Plein Soleil : Le communiqué commun aux trois syndicats montre le volontarisme du gouvernement en matière de développement des EnR mais il demeure flou sur les objectifs et les dates. Qu’en est-il ?
Jules Nyssen : Voyons déjà d’où l’on vient. Il y a quelques jours à peine, il était évoqué dans la presse des scenarii catastrophes, à grands coups de moratoire jusqu’au décommissionnement de projets déjà autorisé. Aujourd’hui, le Premier ministre Sébastien Lecornu a posé un premier jalon. Il a engagé son gouvernement sur l’absence à venir de moratoire sur les énergies renouvelables ainsi que sur une relance rapide des appels d’offres sur la base de la PPE2. Ces annonces font foi. Les cibles et les chiffres précis seront l’objet d’une deuxième étape.
Plein Soleil : Sébastien Lecornu vous a-t-il convaincu ?
Jules Nyssen : Le premier ministre a mis en avant la souveraineté française dans un contexte géopolitique tendu. Et sur ce sujet, l’énergie est la base de toutes les souverainetés. L’outil nécessaire et indispensable pour la mettre en place n’est autre que la feuille de route gravée dans le marbre pour dix ans. Sur cette thématique de la souveraineté, nous avons senti de la sincérité et une vraie ambition autour de la PPE.
Plein Soleil : La prise en compte de la souveraineté énergétique serait donc une priorité gouvernementale et l’assurance d’une PPE volontariste sur les objectifs EnR ?

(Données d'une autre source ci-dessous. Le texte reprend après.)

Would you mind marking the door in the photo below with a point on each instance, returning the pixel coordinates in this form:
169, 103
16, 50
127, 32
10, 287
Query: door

Jules Nyssen : Nous l’avons ressenti comme cela. Certes, nous savons qu’un recalage est incontournable par rapport au discours de Manosque et aux fameux 100 GW d’ici à 2035. Pour l’heure, l’important est que la borne demeure la même pour 2030. De notre côté, nous relèverons le défi en « équipe de France des énergies ».